Effect of TLR3 on WNV infection and IFN induction in primary fibroblasts, dendritic cells, and macrophages. MEFs (A), BM-DC (D), and BM-Mφ (G) generated from wild-type or TLR3^−/− mice were infected with WNV, and virus production was evaluated at the indicated times postinfection by plaque assay. IFN-α and β levels were quantified by a capture ELISA from the supernatants of WNV-infected MEFs (B and C) and BM-DC (E and F). Values are an average of quadruplicate samples generated from at least three independent experiments.

FIG. 7.

Role of TLR3 on WNV infection and IFN production in primary cortical neurons. (A) Primary cortical neurons generated from wild-type or TLR3^−/− mice were infected at an MOI of 0.001, and virus production was evaluated at the indicated times by plaque assay. (B and C) The production of IFN-α (B) and IFN-β (C) proteins by WNV-infected cortical neurons was analyzed by ELISA. Values are an average of triplicate samples generated from three independent experiments.

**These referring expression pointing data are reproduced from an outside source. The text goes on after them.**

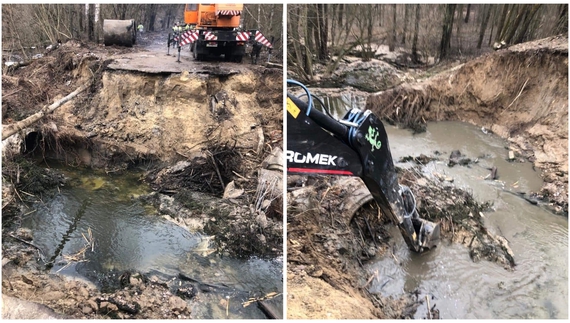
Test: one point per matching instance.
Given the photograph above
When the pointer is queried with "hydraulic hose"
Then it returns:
(322, 119)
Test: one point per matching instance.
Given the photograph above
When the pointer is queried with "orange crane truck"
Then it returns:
(215, 31)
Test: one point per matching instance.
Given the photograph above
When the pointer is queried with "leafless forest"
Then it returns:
(25, 26)
(324, 33)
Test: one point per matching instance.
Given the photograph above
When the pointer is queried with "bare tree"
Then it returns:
(406, 19)
(392, 43)
(445, 43)
(486, 12)
(415, 38)
(467, 13)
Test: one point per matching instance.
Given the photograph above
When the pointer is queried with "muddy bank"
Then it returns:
(334, 229)
(207, 130)
(520, 93)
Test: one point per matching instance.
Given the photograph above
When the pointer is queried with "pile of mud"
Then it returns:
(520, 93)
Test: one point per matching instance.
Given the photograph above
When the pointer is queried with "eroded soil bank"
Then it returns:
(204, 130)
(521, 94)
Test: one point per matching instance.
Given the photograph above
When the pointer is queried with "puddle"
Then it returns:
(129, 235)
(460, 288)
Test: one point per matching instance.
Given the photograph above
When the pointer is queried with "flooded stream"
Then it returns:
(459, 287)
(130, 236)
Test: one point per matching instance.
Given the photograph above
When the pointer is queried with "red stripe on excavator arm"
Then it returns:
(320, 171)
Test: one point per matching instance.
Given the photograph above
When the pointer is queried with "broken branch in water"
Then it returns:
(9, 130)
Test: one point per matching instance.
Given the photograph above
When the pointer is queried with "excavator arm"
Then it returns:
(357, 145)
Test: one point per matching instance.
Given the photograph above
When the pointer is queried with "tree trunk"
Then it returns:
(9, 130)
(151, 17)
(494, 9)
(392, 45)
(531, 12)
(96, 23)
(406, 19)
(486, 11)
(458, 32)
(445, 43)
(512, 28)
(415, 39)
(322, 31)
(502, 19)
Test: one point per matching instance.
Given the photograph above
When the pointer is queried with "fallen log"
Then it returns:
(9, 130)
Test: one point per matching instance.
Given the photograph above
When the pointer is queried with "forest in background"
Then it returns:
(26, 25)
(324, 33)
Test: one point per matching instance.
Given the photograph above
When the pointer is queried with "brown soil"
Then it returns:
(520, 93)
(334, 228)
(221, 119)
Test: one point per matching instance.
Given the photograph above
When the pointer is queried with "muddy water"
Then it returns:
(460, 288)
(130, 236)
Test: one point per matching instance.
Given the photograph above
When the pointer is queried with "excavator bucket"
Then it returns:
(429, 233)
(357, 147)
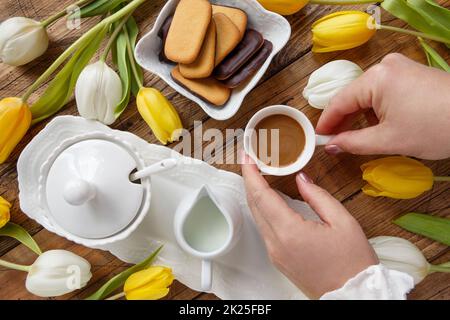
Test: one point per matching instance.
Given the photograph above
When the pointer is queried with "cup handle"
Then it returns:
(323, 140)
(206, 275)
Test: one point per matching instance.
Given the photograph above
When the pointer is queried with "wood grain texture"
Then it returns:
(282, 84)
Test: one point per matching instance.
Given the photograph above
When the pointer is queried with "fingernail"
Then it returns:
(243, 156)
(333, 149)
(304, 177)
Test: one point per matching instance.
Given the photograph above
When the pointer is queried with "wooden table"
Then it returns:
(282, 84)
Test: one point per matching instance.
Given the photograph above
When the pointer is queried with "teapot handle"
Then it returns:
(154, 168)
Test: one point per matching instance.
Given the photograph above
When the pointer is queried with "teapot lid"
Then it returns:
(88, 190)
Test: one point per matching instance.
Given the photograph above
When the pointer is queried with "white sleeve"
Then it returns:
(375, 283)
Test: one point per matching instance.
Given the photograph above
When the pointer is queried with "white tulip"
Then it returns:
(57, 272)
(401, 255)
(325, 82)
(98, 91)
(22, 40)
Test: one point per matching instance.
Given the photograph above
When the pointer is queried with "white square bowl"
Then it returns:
(272, 26)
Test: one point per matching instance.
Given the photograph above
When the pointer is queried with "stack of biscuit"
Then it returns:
(213, 49)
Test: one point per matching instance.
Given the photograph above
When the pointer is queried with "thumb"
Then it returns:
(324, 204)
(367, 141)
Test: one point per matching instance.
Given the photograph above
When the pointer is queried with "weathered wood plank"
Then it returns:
(282, 83)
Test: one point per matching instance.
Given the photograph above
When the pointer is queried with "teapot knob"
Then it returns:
(78, 192)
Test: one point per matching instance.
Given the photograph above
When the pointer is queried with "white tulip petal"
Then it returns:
(401, 255)
(21, 41)
(98, 91)
(328, 80)
(57, 272)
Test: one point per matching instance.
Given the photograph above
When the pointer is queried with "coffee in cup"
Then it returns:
(281, 140)
(288, 138)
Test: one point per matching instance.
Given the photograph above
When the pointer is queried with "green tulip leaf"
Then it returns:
(432, 11)
(408, 13)
(99, 7)
(133, 31)
(15, 231)
(120, 279)
(60, 89)
(434, 59)
(122, 60)
(431, 227)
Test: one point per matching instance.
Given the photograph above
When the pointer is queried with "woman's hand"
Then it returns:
(316, 257)
(407, 103)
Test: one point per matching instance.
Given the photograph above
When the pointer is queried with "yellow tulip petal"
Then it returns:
(341, 30)
(149, 284)
(5, 207)
(159, 114)
(146, 276)
(397, 177)
(15, 120)
(147, 294)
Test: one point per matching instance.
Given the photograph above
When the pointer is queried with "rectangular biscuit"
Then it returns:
(187, 31)
(228, 36)
(236, 15)
(203, 66)
(208, 89)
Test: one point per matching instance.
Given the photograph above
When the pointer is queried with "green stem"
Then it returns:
(132, 61)
(116, 16)
(343, 2)
(62, 13)
(14, 266)
(113, 37)
(441, 179)
(413, 33)
(445, 264)
(117, 296)
(439, 268)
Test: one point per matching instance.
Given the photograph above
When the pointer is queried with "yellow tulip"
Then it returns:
(342, 30)
(396, 177)
(5, 206)
(149, 284)
(284, 7)
(159, 114)
(15, 120)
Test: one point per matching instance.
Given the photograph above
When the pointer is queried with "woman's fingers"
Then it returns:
(324, 204)
(270, 211)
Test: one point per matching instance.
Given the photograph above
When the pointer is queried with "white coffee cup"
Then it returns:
(311, 139)
(207, 225)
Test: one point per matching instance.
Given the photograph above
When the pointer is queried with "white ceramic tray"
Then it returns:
(274, 28)
(244, 273)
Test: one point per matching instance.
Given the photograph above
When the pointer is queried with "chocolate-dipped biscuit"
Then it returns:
(251, 67)
(162, 34)
(250, 44)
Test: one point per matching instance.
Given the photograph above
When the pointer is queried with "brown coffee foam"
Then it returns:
(292, 140)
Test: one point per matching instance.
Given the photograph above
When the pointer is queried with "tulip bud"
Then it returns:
(325, 82)
(342, 30)
(5, 206)
(401, 255)
(98, 92)
(159, 114)
(21, 41)
(149, 284)
(15, 120)
(57, 272)
(396, 177)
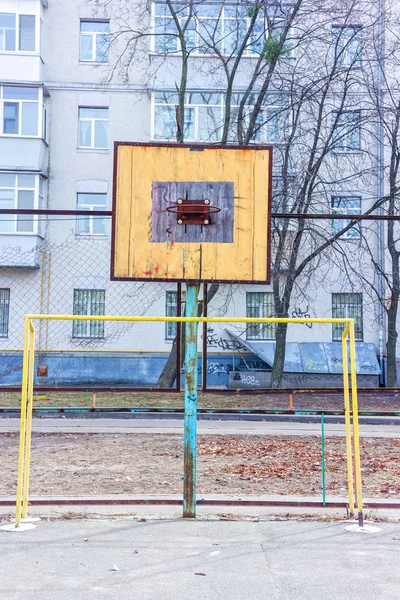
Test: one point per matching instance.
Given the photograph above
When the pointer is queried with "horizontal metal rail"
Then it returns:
(324, 321)
(200, 502)
(179, 411)
(274, 215)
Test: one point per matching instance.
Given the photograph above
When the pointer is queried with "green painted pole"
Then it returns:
(323, 458)
(190, 417)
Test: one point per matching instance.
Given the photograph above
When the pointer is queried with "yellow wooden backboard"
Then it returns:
(153, 240)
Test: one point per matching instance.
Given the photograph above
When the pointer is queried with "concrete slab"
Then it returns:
(182, 560)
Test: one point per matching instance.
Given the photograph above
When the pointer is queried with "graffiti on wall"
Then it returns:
(216, 341)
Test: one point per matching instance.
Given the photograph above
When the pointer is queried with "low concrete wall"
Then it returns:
(143, 369)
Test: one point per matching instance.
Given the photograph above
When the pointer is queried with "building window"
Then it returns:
(343, 205)
(91, 225)
(348, 45)
(93, 128)
(171, 310)
(346, 134)
(260, 305)
(16, 192)
(95, 41)
(204, 113)
(4, 311)
(17, 32)
(213, 28)
(91, 303)
(347, 306)
(20, 108)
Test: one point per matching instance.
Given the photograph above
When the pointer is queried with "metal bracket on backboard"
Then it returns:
(193, 212)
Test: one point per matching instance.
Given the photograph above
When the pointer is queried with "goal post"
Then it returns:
(349, 392)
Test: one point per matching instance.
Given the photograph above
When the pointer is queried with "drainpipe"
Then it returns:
(379, 191)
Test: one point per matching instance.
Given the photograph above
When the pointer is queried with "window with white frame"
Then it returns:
(17, 32)
(348, 45)
(204, 117)
(171, 310)
(347, 132)
(94, 41)
(19, 191)
(20, 113)
(90, 303)
(213, 28)
(4, 311)
(88, 224)
(93, 128)
(347, 306)
(260, 305)
(343, 205)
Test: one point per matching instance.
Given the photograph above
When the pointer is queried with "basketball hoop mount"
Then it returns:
(193, 212)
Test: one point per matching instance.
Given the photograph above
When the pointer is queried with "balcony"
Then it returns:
(23, 153)
(21, 66)
(20, 251)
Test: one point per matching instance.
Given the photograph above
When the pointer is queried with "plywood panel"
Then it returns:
(149, 245)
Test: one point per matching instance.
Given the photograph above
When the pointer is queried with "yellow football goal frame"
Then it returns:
(28, 364)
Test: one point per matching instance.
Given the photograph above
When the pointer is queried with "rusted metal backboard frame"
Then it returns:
(194, 147)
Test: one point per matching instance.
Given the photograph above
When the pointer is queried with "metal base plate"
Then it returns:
(366, 528)
(23, 527)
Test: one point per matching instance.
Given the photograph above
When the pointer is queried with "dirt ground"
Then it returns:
(102, 464)
(375, 401)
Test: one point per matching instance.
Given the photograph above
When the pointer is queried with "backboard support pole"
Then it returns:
(190, 418)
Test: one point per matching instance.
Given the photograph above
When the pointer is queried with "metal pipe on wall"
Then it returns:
(379, 189)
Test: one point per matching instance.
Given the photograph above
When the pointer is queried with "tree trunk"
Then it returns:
(279, 358)
(169, 372)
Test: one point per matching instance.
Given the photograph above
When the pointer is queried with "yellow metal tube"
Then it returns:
(28, 433)
(349, 454)
(184, 319)
(356, 435)
(22, 423)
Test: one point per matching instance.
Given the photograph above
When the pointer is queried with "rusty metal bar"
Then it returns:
(178, 337)
(56, 501)
(204, 353)
(190, 417)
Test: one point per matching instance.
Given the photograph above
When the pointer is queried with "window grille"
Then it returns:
(260, 305)
(89, 302)
(347, 306)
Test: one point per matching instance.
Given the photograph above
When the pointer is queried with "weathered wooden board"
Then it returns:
(164, 224)
(148, 244)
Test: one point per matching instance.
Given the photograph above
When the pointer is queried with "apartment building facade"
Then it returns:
(66, 96)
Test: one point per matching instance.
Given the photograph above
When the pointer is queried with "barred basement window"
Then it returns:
(4, 311)
(171, 310)
(347, 306)
(260, 305)
(89, 302)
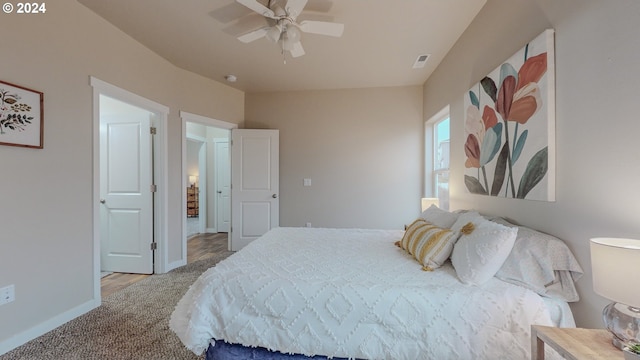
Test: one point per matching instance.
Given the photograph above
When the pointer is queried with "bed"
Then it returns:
(300, 293)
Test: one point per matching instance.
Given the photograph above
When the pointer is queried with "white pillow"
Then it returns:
(482, 248)
(542, 263)
(439, 217)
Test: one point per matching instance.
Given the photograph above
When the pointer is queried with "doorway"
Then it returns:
(131, 113)
(204, 142)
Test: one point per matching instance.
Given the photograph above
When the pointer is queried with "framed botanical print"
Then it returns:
(21, 116)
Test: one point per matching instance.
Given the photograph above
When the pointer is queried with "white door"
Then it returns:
(255, 184)
(126, 209)
(223, 184)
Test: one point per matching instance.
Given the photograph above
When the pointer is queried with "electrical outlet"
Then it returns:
(7, 294)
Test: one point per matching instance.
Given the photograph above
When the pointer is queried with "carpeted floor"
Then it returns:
(131, 324)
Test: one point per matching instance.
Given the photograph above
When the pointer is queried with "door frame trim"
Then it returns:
(206, 121)
(216, 171)
(160, 220)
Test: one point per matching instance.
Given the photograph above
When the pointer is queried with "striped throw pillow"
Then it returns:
(429, 244)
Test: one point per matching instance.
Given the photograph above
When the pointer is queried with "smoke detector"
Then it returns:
(420, 61)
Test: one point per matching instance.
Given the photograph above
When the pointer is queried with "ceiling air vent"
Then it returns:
(420, 61)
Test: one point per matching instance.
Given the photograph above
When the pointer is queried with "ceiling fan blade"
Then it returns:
(294, 7)
(297, 50)
(257, 7)
(253, 35)
(322, 28)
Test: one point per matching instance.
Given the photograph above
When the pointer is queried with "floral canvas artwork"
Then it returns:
(510, 126)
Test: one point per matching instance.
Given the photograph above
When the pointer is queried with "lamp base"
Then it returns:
(623, 322)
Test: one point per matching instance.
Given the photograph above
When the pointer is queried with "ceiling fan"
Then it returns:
(283, 29)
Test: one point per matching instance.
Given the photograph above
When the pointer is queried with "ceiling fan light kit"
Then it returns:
(286, 31)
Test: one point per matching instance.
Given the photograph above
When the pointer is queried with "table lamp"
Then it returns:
(615, 264)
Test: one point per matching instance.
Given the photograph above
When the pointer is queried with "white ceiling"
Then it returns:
(381, 40)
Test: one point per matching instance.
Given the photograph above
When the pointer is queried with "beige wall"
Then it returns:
(597, 74)
(46, 245)
(362, 149)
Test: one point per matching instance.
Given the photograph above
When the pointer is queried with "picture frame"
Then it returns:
(21, 116)
(510, 126)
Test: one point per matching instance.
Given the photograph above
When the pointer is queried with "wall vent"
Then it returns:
(420, 61)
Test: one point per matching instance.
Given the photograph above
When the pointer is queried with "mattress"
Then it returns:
(352, 293)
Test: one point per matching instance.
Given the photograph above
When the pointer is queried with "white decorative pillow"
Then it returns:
(542, 263)
(429, 244)
(439, 217)
(482, 248)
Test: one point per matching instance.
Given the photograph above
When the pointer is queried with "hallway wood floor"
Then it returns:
(199, 247)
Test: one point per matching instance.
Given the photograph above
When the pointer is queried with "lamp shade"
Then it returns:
(615, 264)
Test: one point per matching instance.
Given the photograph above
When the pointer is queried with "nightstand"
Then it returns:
(573, 343)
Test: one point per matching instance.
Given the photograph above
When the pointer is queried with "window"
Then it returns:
(438, 140)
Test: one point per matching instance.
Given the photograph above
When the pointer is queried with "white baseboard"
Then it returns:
(175, 264)
(43, 328)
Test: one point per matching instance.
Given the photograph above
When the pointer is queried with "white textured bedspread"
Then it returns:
(353, 293)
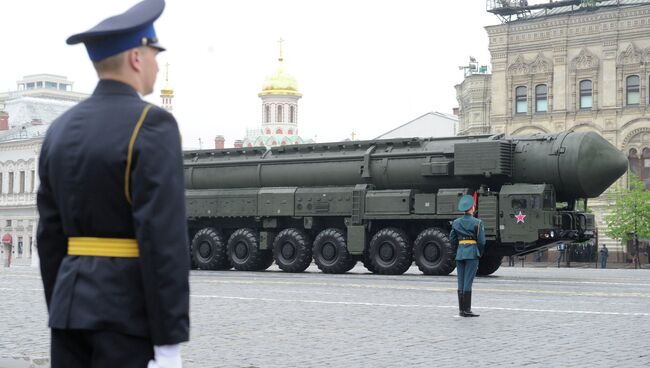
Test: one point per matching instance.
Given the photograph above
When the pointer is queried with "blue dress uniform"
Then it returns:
(112, 235)
(468, 235)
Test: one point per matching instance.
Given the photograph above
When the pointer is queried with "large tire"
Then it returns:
(331, 252)
(488, 265)
(209, 250)
(390, 252)
(433, 253)
(292, 250)
(244, 251)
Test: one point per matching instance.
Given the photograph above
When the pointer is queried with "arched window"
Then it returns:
(521, 100)
(586, 99)
(541, 99)
(632, 90)
(278, 117)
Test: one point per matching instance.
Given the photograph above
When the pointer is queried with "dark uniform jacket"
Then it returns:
(468, 228)
(82, 194)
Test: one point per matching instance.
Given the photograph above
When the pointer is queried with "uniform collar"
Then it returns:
(113, 87)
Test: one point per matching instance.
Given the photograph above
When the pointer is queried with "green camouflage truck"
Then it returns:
(389, 203)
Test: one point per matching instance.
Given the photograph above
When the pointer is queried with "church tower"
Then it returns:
(279, 110)
(167, 93)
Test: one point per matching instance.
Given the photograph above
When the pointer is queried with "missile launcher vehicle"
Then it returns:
(389, 203)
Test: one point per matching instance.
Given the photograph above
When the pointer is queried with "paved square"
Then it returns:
(532, 317)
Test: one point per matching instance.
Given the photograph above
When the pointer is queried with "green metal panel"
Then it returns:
(448, 200)
(221, 202)
(483, 158)
(356, 239)
(324, 201)
(522, 211)
(389, 201)
(266, 239)
(488, 211)
(276, 201)
(425, 203)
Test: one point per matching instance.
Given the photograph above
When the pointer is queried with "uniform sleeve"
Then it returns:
(453, 236)
(158, 192)
(50, 239)
(481, 237)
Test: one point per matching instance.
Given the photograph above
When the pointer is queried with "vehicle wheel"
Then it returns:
(245, 253)
(209, 250)
(488, 265)
(433, 253)
(390, 252)
(292, 250)
(331, 252)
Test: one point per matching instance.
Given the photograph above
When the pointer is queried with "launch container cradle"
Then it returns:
(388, 203)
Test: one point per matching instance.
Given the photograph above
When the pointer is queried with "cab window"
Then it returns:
(549, 200)
(519, 203)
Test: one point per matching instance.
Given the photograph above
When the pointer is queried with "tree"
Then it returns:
(631, 215)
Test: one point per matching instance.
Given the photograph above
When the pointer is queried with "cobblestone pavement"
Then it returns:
(530, 317)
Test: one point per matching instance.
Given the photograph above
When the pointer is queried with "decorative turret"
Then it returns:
(280, 97)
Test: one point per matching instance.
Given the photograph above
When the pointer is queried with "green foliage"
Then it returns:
(631, 212)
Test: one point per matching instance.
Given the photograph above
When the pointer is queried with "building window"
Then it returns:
(586, 99)
(541, 99)
(22, 182)
(10, 189)
(521, 100)
(632, 90)
(278, 118)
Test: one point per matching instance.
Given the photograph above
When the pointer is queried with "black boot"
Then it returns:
(467, 310)
(461, 306)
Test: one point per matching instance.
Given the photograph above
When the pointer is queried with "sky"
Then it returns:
(363, 67)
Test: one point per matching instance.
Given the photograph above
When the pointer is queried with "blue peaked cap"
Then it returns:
(122, 32)
(465, 203)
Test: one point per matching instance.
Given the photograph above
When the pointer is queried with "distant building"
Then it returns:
(558, 66)
(279, 123)
(25, 115)
(431, 124)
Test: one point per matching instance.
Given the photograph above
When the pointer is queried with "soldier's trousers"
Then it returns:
(99, 349)
(466, 270)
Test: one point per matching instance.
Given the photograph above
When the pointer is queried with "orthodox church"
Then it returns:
(279, 126)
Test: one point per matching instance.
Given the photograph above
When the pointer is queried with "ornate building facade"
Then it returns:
(25, 114)
(585, 68)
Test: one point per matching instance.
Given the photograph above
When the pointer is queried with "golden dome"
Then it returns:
(280, 83)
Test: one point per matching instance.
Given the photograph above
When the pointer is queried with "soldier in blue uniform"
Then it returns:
(112, 236)
(468, 235)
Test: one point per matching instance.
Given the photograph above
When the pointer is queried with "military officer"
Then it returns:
(112, 236)
(468, 235)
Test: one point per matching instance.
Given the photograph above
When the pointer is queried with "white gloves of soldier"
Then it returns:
(166, 356)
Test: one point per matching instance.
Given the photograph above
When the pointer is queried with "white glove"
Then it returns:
(166, 356)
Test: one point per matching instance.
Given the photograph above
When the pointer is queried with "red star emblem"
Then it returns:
(520, 217)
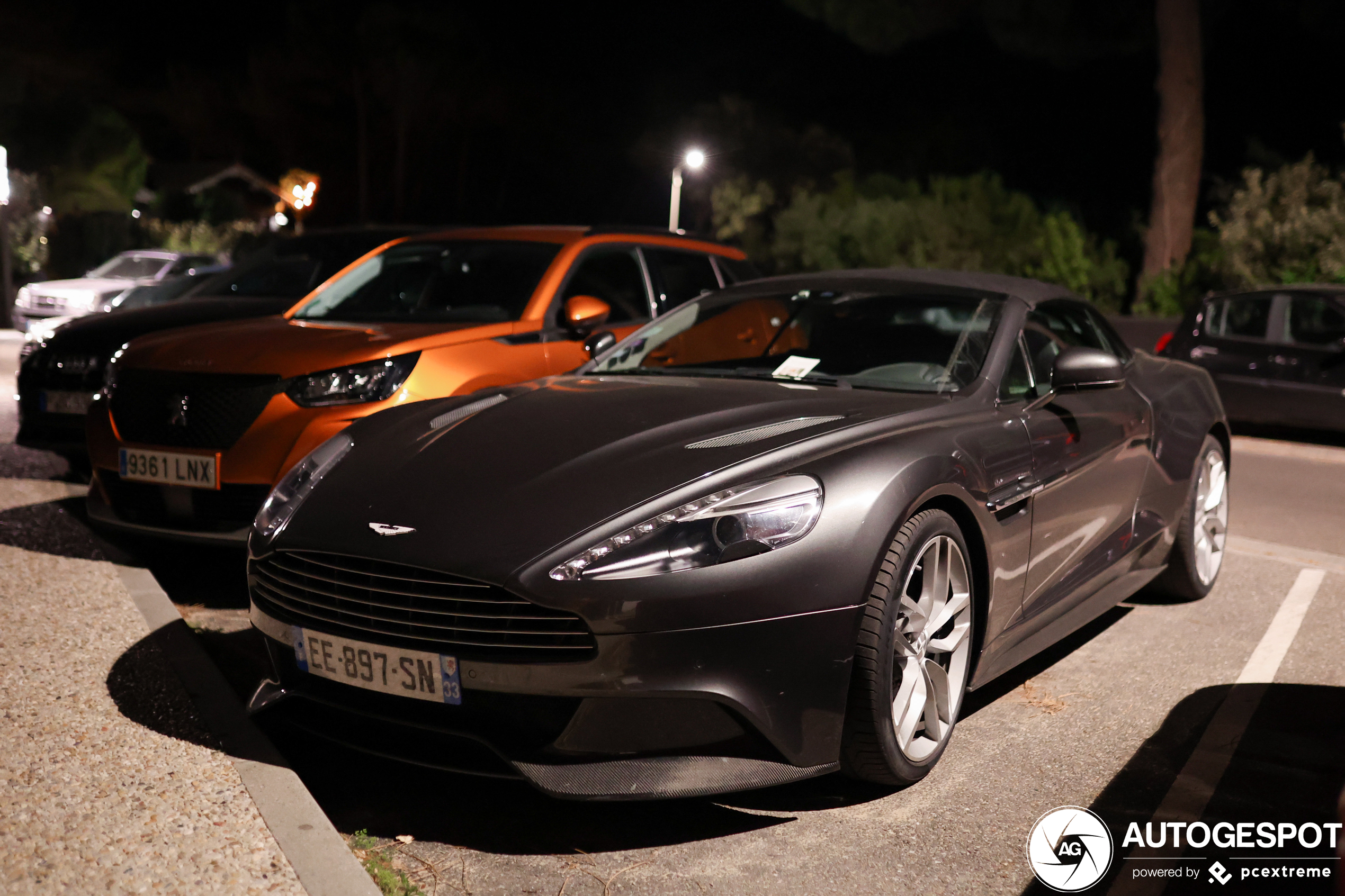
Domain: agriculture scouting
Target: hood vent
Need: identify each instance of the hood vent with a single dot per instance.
(759, 433)
(466, 411)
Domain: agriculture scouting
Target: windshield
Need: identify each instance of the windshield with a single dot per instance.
(922, 343)
(477, 281)
(131, 266)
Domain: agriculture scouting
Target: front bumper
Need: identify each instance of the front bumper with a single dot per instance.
(104, 516)
(651, 717)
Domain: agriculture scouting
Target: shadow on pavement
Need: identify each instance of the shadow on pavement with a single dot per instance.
(1289, 767)
(1289, 435)
(54, 527)
(148, 692)
(18, 463)
(390, 798)
(209, 577)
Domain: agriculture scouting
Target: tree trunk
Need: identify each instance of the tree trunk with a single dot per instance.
(1181, 135)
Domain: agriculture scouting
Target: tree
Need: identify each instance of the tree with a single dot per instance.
(1067, 31)
(1181, 136)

Asterisks indicate values that are statistically significant (*, P < 0.05; **, P < 0.005; ***, P < 0.0001).

FIG. 8.

TLR3 controls viral replication in the CNS after i.c. WNV infection. Wild-type or TLR3^−/− mice were inoculated with 10¹ PFU of WNV by i.c. inoculation. Brains (A) and spinal cord (B)s were harvested at the indicated time points, and the virus titers were determined as described in Fig. 2 (*, P < 0.05; ***, P < 0.0001).

FIG. 9.

TLR3 controls WNV replication in the CNS by restricting infection of neurons. (A to C) Brains sections from wild-type and TLR3^−/− mice that were infected i.c. with WNV were costained for WNV antigen (red), the nuclear stain TO-PRO3 (blue) and the neuronal marker MAP-2 (green) (A), the astrocyte-specific marker GFAP (green) (B), or the microglial/macrophage cell-specific marker CD11b (green) (C). White arrows indicate double-positive cells. The data are representative of sections from at least five wild-type or TLR3^−/− mice.